Girl From Moush (1994, 16mm, 5 min, Canada) by Gariné Torossian
At the age of 23, without ever having been there herself, Canadian filmmaker Gariné Torossian makes use of myths, oral traditions and illustrated books to imagine her spiritual home of Armenia, the land of her parents. She impressively deconstructs images of remote village churches, farmers working the land or Mount Ararat, Armenia’s national symbol, in order to reassemble them in an experimental cubist collage and interweave them with the textures of Super 8 and 16mm film and the sounds of traditional folk songs. A sensitive cinematographic mixture of cultural icons of both historical and timeless significance.
Inspired by the film Sayat Nova (The Color of Pomegranates, 1969) by the great Armenian director Sergei Parajanov, whose face can be detected in many of this film’s dissolves, Torossian creates a sensuously surreal realm of images about a sense of diaspora and of longing for one’s cultural roots. (Berlinale, 2019)

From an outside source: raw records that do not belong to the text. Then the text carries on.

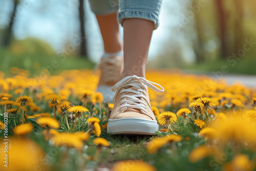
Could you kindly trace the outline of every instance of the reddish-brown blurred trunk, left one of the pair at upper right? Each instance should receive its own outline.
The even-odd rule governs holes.
[[[221,41],[221,57],[226,58],[227,54],[227,45],[226,45],[226,15],[224,10],[223,0],[216,0],[216,9],[219,19],[219,29],[220,29],[220,41]]]

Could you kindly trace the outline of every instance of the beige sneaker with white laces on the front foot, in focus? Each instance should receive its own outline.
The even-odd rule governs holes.
[[[158,93],[164,91],[159,84],[135,75],[123,78],[112,87],[115,91],[115,103],[107,127],[108,133],[154,135],[158,131],[147,87]]]

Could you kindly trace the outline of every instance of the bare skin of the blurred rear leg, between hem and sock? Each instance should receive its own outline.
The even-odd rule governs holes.
[[[122,42],[119,35],[119,24],[117,14],[96,15],[102,39],[104,51],[116,53],[122,50]]]

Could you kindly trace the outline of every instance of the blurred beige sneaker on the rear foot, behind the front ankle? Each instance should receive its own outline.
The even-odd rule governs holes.
[[[101,74],[97,92],[102,93],[106,102],[113,103],[115,93],[111,90],[111,87],[114,86],[120,78],[123,70],[123,57],[112,56],[101,58],[98,68],[101,70]]]

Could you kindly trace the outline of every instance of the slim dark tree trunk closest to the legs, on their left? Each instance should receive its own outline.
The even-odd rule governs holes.
[[[79,20],[80,20],[80,31],[81,31],[81,45],[80,45],[80,56],[87,58],[87,43],[86,43],[86,29],[84,27],[84,2],[79,0]]]

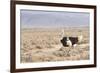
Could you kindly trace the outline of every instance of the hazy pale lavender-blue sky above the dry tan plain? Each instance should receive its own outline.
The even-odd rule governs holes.
[[[21,27],[89,26],[89,13],[20,10]]]

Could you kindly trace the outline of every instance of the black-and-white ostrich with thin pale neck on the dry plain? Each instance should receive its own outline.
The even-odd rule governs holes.
[[[67,37],[64,34],[64,30],[62,30],[62,37],[60,39],[60,42],[64,47],[75,47],[79,42],[82,41],[82,39],[82,35],[79,35],[77,37]]]

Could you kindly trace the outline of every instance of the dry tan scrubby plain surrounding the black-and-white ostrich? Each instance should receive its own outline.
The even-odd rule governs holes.
[[[76,47],[63,47],[59,28],[21,29],[21,63],[88,60],[89,29],[65,28],[66,36],[80,34],[83,35],[83,40]]]

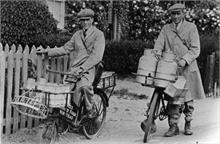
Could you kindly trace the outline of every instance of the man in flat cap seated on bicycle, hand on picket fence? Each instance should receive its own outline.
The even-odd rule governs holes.
[[[92,83],[95,77],[95,66],[103,57],[105,37],[103,32],[93,25],[93,10],[82,9],[78,13],[78,19],[81,29],[74,33],[70,41],[64,46],[46,50],[41,48],[38,51],[46,51],[48,56],[70,54],[70,73],[79,74],[88,71],[88,74],[85,74],[77,83],[77,90],[72,97],[72,102],[79,106],[81,92],[83,91],[88,117],[92,118],[95,114]]]

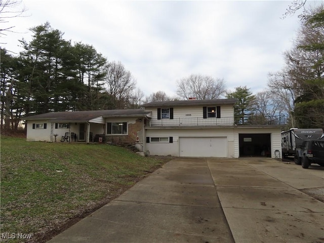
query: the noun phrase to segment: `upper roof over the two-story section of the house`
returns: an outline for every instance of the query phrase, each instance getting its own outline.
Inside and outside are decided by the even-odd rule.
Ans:
[[[234,105],[236,99],[216,99],[216,100],[176,100],[176,101],[155,101],[143,104],[143,107],[161,106],[192,106],[192,105]]]

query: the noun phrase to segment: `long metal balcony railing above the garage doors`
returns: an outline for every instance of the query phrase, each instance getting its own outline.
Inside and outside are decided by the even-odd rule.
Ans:
[[[195,118],[174,118],[174,119],[151,119],[146,127],[191,127],[191,126],[265,126],[284,125],[284,116],[260,117],[250,116],[243,121],[236,117],[195,117]]]

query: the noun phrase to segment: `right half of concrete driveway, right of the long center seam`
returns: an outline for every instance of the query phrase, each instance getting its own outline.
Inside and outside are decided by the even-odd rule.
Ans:
[[[322,188],[322,168],[272,159],[208,165],[236,243],[324,242],[324,204],[298,190]]]

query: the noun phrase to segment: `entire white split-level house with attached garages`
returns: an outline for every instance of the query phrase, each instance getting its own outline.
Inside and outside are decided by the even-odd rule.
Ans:
[[[141,109],[26,117],[28,141],[133,144],[150,155],[281,156],[281,117],[234,118],[234,99],[159,101]]]

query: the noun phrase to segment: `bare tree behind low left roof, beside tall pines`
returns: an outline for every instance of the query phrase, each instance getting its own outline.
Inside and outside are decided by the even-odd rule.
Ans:
[[[115,108],[124,109],[127,99],[135,89],[136,80],[120,62],[109,62],[105,66],[105,86],[108,94],[116,100]]]

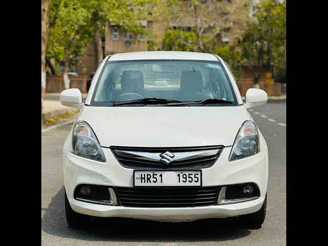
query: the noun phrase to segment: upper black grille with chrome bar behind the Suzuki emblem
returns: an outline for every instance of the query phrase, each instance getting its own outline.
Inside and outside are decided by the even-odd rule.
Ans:
[[[111,147],[116,159],[125,168],[131,169],[200,169],[213,166],[223,146],[193,148],[134,148]],[[170,157],[163,157],[169,152]],[[168,155],[166,155],[168,156]],[[169,163],[161,159],[170,160]]]

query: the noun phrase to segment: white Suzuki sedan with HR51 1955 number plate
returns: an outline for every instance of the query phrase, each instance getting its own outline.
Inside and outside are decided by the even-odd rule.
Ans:
[[[228,64],[196,52],[109,55],[63,148],[69,226],[91,216],[192,221],[265,218],[268,147],[247,109],[267,102],[249,89],[243,103]]]

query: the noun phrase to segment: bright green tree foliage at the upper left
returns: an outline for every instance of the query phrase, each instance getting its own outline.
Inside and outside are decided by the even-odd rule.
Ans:
[[[149,11],[145,7],[146,4],[156,1],[52,0],[49,13],[48,59],[74,63],[92,40],[100,39],[100,36],[104,35],[105,25],[115,24],[124,31],[147,34],[146,28],[140,25],[139,20]]]

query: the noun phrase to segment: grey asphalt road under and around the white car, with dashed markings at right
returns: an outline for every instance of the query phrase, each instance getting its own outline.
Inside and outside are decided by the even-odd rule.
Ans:
[[[238,218],[183,223],[96,219],[92,229],[69,228],[61,166],[68,124],[42,133],[42,245],[285,245],[285,103],[268,103],[250,112],[269,147],[268,207],[262,228],[244,228]]]

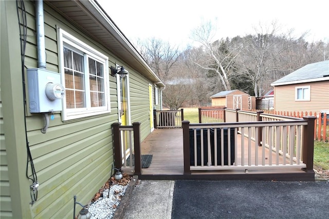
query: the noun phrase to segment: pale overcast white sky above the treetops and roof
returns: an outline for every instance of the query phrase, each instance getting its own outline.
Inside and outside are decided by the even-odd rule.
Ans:
[[[254,34],[253,27],[273,21],[296,36],[308,31],[306,41],[329,41],[327,0],[97,0],[123,34],[137,38],[161,38],[171,44],[191,45],[191,31],[202,22],[217,26],[217,37]]]

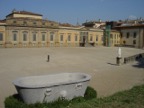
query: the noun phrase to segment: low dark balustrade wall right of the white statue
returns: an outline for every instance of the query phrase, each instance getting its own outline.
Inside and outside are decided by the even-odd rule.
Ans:
[[[130,57],[125,57],[124,58],[124,64],[127,64],[129,62],[133,62],[133,61],[138,61],[142,58],[144,58],[144,53],[136,54],[136,55],[133,55]]]

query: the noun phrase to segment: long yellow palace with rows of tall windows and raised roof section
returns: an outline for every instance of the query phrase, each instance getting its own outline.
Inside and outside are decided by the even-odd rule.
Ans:
[[[120,44],[120,33],[112,46]],[[118,34],[118,35],[117,35]],[[0,47],[79,47],[102,46],[104,30],[85,26],[59,24],[43,19],[41,14],[12,11],[0,20]]]

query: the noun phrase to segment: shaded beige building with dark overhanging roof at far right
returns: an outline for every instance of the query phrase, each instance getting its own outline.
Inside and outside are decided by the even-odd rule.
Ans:
[[[144,48],[144,24],[123,24],[116,27],[123,46]]]

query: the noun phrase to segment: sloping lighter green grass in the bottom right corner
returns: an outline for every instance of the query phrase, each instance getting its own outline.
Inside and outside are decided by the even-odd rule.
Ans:
[[[109,97],[72,104],[69,108],[144,108],[144,85]]]

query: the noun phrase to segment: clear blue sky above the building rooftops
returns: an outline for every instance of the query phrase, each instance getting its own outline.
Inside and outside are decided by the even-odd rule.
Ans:
[[[144,0],[0,0],[0,19],[17,11],[30,11],[52,21],[79,24],[86,20],[144,18]]]

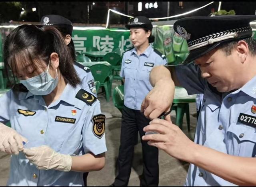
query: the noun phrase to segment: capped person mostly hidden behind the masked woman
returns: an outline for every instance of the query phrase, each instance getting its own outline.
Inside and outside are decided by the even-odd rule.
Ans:
[[[62,36],[64,37],[74,60],[74,68],[82,81],[82,88],[96,96],[96,87],[94,85],[94,78],[90,72],[90,69],[88,67],[84,67],[76,61],[74,42],[71,38],[73,26],[70,20],[64,18],[63,16],[52,14],[43,16],[40,24],[40,26],[55,26],[62,33]]]

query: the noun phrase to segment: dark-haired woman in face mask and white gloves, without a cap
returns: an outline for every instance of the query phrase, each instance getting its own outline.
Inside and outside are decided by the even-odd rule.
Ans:
[[[7,185],[82,186],[82,172],[104,167],[105,116],[79,87],[62,35],[17,27],[6,37],[4,65],[21,83],[0,98],[0,151],[12,154]]]

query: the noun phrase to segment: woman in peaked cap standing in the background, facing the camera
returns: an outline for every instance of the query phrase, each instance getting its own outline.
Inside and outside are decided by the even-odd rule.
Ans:
[[[133,18],[126,28],[130,29],[130,39],[134,48],[126,51],[122,59],[120,76],[124,78],[124,109],[122,111],[122,126],[120,148],[118,155],[118,175],[112,185],[127,186],[134,146],[137,143],[138,131],[140,137],[150,120],[140,112],[142,100],[152,89],[149,74],[153,67],[166,65],[164,55],[152,49],[154,41],[151,35],[152,24],[144,16]],[[143,177],[140,185],[157,186],[159,178],[158,149],[141,141],[143,154]]]

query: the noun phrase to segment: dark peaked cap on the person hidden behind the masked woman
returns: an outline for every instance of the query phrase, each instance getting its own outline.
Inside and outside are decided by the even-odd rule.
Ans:
[[[58,26],[65,30],[67,34],[72,35],[73,26],[72,22],[67,18],[59,15],[46,15],[41,18],[40,26]]]

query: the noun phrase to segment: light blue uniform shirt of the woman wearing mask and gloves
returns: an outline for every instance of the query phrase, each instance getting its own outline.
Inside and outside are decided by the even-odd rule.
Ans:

Distance (2010, 16mm, 12 min, Ireland / USA) by Julie Murray
Distance, the film, shows time spent at two shores, one thinly populated, the other a wasteland, joined by the interluency of various paths taken, each bit real enough, though exact measures being obscurely indicated. Notions of home and its ache are, to borrow a phrase, “not capable of being told unless by far-off hints and adumbrations”.-JM
DROGA! (2014, HD, 8 min, Philippines / USA) by Miko Revereza
A personal look at Los Angeles and its symbols of American popular culture seen through the eyes of a Filipino immigrant. –MR
Early Years (2019, HD, 15 min, UK) by Morgan Quaintance
Early Years is a portrait of Jamaican-born artistic polymath Barbara Samuels. It features an account of her first generation, diasporic experience in London, and her discovery of the liberatory possibilities for self-actualisation offered by an early entry into creative life.